Enter "An Education".
Feeling wise and cultured beyond her 16 years, protagonist Jenny Miller (Carey Mulligan) yearns for a romanticized lifestyle of whirlwind trips to Paris, pre-Rafaelite art and classical concerts. The English prodigy is on the brink of achieving her family’s long-time dream, an Oxford education, when a charismatic older man arrives on the scene.
David (Peter Saarsgard) is a window into the world that Jenny wants to inhabit — glamorous, witty, intriguing, yet surprisingly harmless and unassuming — and in a stroke of dramatic irony, clearly inappropriate for Jenny.
The initial uneasy feeling upon seeing a thirty-something man wooing a teenager quickly dissipates, and is replaced by a dazzled confidence in David’s morals. Like Jenny herself, the audience eases into David’s steady courtship, albeit a bit more apprehensively than Jenny.

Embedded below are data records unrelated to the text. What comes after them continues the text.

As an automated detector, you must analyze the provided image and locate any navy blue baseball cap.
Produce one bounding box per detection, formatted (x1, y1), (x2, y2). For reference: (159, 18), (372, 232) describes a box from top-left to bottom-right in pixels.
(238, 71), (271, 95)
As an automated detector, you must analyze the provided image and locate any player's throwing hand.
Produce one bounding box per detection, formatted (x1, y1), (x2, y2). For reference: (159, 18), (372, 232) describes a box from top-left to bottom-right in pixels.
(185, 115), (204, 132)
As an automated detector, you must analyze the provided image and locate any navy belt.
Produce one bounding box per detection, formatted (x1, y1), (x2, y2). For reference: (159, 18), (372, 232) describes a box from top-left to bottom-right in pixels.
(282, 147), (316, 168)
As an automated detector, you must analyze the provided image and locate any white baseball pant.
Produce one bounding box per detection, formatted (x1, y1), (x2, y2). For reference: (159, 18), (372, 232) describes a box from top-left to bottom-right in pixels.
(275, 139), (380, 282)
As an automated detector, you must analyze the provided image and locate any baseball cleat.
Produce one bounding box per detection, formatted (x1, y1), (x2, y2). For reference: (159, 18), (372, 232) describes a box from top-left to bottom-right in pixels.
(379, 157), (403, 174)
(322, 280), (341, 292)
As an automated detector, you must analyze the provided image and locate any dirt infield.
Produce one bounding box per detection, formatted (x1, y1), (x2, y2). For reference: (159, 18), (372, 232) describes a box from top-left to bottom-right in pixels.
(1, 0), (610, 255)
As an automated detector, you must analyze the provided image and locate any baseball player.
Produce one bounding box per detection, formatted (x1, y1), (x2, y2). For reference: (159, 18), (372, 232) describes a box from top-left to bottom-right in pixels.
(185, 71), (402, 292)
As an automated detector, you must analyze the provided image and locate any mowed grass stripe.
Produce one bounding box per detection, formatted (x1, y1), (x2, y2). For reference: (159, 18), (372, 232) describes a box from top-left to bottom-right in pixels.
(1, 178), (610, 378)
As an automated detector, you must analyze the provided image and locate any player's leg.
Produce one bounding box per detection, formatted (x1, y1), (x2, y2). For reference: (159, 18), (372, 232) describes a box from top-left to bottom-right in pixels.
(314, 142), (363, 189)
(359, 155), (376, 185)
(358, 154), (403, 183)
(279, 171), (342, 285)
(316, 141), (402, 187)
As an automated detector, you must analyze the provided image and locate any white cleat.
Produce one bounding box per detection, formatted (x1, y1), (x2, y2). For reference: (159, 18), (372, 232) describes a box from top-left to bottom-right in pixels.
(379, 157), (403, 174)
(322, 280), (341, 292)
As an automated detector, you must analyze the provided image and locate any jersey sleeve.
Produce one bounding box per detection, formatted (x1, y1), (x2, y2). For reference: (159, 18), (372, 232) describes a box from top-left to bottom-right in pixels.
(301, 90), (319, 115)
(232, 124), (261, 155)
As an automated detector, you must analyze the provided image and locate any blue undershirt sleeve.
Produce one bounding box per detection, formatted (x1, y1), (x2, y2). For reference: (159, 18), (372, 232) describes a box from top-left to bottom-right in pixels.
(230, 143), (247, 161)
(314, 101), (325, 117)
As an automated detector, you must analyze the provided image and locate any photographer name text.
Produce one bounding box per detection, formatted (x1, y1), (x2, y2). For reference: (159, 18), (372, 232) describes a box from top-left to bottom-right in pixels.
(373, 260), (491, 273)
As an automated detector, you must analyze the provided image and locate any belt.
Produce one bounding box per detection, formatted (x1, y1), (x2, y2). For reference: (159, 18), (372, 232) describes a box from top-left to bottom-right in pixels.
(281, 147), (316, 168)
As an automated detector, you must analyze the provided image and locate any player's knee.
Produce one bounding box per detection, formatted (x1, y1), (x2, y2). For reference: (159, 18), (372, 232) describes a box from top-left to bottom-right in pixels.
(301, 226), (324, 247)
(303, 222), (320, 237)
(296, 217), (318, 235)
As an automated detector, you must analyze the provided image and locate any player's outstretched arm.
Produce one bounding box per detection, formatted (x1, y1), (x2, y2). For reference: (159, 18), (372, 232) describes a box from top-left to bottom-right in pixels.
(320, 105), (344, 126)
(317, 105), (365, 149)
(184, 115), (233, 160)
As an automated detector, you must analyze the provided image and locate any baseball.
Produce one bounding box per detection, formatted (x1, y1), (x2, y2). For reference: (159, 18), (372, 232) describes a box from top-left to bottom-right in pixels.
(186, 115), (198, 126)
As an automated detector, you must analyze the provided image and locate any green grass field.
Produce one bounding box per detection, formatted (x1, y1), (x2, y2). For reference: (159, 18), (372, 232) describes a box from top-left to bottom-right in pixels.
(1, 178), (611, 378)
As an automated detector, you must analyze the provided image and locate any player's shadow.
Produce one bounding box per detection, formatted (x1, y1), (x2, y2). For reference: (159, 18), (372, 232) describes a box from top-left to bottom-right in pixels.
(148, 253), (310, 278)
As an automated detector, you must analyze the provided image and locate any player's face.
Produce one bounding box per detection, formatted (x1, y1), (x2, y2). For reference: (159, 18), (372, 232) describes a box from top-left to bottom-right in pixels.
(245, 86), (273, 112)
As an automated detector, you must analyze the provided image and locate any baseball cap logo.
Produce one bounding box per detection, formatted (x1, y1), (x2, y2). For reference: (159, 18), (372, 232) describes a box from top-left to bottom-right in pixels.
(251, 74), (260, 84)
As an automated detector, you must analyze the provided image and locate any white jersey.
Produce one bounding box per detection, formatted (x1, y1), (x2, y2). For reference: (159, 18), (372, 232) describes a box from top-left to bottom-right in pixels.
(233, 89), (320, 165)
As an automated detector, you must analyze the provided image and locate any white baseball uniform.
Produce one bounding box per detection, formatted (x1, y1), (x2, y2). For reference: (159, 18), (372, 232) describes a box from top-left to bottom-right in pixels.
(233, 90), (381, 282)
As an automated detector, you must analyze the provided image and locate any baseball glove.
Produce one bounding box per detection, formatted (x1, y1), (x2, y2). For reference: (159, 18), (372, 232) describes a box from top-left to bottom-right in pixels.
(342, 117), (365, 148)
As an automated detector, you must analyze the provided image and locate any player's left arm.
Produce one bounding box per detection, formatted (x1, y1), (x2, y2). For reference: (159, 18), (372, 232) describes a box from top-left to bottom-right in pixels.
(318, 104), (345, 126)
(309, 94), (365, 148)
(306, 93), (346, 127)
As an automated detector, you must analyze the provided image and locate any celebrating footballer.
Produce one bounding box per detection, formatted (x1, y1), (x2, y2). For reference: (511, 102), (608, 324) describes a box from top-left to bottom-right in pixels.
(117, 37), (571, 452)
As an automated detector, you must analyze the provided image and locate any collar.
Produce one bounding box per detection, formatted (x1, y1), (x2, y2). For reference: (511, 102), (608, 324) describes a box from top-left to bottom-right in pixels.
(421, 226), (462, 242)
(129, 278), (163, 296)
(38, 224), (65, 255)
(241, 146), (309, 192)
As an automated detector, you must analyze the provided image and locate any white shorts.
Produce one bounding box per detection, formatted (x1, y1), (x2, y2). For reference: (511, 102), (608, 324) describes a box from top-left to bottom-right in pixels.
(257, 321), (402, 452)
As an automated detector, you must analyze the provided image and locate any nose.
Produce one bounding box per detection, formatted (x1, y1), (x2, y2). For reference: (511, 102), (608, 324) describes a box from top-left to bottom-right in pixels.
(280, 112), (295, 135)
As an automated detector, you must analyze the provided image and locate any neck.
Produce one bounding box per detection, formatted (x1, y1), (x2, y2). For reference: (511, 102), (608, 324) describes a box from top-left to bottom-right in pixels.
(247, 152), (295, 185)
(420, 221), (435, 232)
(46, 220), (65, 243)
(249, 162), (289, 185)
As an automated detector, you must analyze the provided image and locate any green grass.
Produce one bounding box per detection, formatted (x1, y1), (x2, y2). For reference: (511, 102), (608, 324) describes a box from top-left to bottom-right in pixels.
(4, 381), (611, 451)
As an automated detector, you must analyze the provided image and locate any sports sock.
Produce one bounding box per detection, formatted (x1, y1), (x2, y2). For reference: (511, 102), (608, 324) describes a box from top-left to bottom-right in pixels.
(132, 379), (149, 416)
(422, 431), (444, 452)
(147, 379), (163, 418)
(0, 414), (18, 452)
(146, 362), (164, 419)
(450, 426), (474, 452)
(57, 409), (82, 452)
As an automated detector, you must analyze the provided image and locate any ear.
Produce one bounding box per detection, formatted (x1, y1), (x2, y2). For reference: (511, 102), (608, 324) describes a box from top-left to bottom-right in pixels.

As the relationship progresses, David’s skeletons begin to stroll casually out of the closet, allowing for fleeting glimpses into David’s shadier dealings with art and property that would slip right past a less attentive member of the audience.
Though Mulligan’s character is the obvious focus of the film, her incongruous suitor proves to be the real star, deftly played with unobtrusive finesse and dignity. Another unexpectedly brilliant performance comes from Jenny’s father (Alfred Molina), with Molina falling naturally into his role as the rude but well-meaning father.
Other aspects of the film play out less organically. As suggested by the pre-Beatles 1960s English backdrop and Mulligan’s mischievous smile, "An Education" perfectly sets the stage for a number of highly contrived Holly Golightly and "Roman Holiday" allusions. The glasses, the cigarettes and the classic shop window could have been a subtly clever homage to Audrey Hepburn, whose successor Mulligan is being touted as. Unfortunately, the film is too self-conscious to pull it off, coming across as a tawdry imitation of a classic.
Compared to other 2009 movie releases, however, the film is a welcome foray into a world free of vampires and zombies and crude adolescent humor. On the whole, "An Education" is an exemplary movie — Hollywood, take notes.